In an important and provocative new article, Human Rights Backsliding, 102 Cal. L. Rev. 603 (2014), Andrew T. Guzman and Katerina Linos take a fresh look at the collective dynamics at play worldwide when one or more countries ascribe to human rights norms.  According to their abstract: 

“Human rights advocates and international lawyers view international agreements and other   international norms as important tools to improve human rights around the world. This Article explains that, contrary to widely held beliefs, international human rights norms are not a one   –  way street. Norms capable of generating improved behavior in poorly performing states sometimes also exert a downward pull on high-performing states. This downward pull leads to what we term “human rights backsliding”–a tendency for high-performing states to weaken their domestic human rights regimes relative to prior behavior or relative to what they would otherwise have done.

The theory of backsliding is a novel one, so we introduce it with several real-world examples. In   order to describe the theory, its assumptions, and its consequences as explicitly as possible, we   also provide a formal model of backsliding. We then explain how an understanding of human   rights backsliding helps explain state behavior that is otherwise puzzling. Finally, we explore some of the implications of backsliding for the design of international agreements, and we consider strategies for advocates seeking to advance human rights internationally.”

Among the examples offered by the authors, alongside those from Sweden and the United Kingdom, is the treatment of same-sex marriage in the United States. Defining backsliding to include efforts to use international norms to limit or forestall rights, the authors observe that Supreme Court Justice Alito “was the only Justice to cite to foreign practice in both Hollingsworth and Windsor, and he did so with the purpose of countering the Supreme Court’s tentative support of same-sex equality.” Justice Alito cited, for example, the fact that no nation recognized same-sex marriage until the Netherlands in 2000.  Justice Alito’s dissent invoked the relatively low standards in other nations — standards that the authors claim, made it harder for same-sex marriage proponents to advocate for same-sex marriage rights. 
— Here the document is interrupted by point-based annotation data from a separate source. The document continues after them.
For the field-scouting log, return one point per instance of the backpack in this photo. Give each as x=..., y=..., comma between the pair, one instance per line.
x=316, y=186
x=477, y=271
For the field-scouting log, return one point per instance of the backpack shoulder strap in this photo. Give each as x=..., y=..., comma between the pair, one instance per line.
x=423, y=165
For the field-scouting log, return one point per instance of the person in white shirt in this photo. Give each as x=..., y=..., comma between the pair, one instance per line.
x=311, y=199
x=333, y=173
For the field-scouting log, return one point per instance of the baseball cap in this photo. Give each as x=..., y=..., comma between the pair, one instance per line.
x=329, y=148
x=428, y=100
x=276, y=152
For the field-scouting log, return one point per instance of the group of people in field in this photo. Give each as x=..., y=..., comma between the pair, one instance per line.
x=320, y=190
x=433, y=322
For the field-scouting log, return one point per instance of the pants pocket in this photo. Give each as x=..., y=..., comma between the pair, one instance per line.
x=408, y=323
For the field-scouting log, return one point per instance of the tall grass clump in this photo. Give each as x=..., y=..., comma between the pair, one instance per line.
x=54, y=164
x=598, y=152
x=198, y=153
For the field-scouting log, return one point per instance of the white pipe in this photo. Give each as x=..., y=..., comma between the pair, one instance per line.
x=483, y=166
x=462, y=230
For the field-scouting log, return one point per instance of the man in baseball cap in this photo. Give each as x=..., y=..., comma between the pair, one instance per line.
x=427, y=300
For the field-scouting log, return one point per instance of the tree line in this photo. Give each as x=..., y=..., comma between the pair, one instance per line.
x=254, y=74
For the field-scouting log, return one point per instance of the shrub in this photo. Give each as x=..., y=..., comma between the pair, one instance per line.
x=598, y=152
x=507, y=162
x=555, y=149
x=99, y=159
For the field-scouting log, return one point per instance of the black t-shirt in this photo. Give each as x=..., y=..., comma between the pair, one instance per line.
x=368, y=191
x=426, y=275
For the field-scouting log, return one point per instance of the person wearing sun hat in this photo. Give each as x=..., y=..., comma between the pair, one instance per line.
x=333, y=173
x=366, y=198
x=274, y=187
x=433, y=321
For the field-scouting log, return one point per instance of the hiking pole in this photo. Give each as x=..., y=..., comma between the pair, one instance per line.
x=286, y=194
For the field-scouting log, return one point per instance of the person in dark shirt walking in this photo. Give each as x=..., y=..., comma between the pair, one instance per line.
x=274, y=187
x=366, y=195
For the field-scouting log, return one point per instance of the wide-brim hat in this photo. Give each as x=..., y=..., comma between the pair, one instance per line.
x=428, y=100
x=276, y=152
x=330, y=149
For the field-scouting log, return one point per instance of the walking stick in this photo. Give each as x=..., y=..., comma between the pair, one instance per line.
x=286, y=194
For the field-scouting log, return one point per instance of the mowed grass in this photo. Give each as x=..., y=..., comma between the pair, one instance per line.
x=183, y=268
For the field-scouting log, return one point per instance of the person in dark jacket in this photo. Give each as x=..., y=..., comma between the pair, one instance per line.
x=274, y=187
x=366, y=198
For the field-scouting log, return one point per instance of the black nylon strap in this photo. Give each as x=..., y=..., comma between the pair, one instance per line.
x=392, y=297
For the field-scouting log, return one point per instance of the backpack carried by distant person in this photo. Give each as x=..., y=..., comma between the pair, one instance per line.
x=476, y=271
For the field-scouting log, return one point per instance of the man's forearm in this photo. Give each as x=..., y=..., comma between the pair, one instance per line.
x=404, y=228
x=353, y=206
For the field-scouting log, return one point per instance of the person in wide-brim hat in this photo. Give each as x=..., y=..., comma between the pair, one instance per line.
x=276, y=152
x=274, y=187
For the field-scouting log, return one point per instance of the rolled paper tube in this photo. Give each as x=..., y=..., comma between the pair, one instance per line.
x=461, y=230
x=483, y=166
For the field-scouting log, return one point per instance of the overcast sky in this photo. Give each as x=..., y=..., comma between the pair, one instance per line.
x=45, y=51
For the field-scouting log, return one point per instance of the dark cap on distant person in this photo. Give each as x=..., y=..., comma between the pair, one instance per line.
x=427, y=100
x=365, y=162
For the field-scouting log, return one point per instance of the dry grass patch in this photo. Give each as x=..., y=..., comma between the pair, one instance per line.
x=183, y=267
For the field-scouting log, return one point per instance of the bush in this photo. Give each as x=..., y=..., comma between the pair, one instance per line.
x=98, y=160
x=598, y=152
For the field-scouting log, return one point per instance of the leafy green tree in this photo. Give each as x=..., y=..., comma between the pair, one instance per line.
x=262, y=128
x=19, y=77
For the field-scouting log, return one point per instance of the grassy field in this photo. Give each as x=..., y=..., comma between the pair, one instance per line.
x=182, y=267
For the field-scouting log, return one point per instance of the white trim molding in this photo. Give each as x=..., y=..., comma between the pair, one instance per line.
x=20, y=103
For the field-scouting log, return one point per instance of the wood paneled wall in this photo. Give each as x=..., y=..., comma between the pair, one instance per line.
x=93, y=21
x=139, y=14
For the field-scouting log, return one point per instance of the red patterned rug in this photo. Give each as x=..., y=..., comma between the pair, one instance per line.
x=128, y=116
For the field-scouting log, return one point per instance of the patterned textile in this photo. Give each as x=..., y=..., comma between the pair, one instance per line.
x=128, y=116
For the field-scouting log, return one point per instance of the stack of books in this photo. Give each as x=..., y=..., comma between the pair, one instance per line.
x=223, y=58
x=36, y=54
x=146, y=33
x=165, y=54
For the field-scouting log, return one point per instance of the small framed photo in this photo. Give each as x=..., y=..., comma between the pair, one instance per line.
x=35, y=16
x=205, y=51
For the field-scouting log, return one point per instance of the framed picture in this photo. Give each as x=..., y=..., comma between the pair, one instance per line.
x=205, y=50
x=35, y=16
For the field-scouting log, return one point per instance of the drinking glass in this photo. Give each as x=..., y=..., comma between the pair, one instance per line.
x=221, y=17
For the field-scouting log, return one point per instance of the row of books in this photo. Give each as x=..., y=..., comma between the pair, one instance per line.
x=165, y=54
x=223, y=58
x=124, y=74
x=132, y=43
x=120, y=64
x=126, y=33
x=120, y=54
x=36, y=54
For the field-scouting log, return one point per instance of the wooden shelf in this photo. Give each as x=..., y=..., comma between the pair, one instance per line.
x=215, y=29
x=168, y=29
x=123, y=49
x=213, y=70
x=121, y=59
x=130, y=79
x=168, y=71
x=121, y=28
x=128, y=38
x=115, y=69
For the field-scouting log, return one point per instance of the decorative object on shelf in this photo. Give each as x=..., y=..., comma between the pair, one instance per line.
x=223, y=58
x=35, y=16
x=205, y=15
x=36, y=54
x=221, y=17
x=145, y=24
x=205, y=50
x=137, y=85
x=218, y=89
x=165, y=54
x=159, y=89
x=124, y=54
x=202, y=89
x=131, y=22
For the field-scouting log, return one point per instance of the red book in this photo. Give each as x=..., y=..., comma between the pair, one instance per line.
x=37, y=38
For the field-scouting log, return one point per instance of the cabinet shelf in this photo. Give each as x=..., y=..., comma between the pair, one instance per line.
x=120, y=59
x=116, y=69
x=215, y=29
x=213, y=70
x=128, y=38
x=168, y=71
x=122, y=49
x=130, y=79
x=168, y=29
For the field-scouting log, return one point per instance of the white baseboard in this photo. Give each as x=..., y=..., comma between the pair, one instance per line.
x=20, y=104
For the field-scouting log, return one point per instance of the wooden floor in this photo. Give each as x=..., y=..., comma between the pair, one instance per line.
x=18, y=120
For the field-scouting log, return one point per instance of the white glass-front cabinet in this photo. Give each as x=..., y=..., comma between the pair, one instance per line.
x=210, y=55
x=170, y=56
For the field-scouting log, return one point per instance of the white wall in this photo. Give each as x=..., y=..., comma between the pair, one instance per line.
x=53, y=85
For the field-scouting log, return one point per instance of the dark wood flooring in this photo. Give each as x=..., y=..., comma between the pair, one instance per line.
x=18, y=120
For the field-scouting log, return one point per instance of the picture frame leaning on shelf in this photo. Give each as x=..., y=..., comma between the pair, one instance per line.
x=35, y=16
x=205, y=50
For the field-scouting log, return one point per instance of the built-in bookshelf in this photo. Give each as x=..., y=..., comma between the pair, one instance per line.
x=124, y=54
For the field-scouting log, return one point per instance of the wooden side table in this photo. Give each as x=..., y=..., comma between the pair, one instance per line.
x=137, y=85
At the conclusion of their article, the Guzman and Linos write:

“It is not our purpose to undermine any ongoing human rights efforts, and we do not believe this Article does so. We believe, rather, that an understanding of backsliding allows both advocates and policy makers to think more clearly about how human rights norms affect the outcome that really matters: the way in which humans are treated.”

They promise future work, using the rigorous model that they develop, to assist advocates to work more effectively in a world where human rights backsliding by some is a predictiable outcome of human rights successes for others.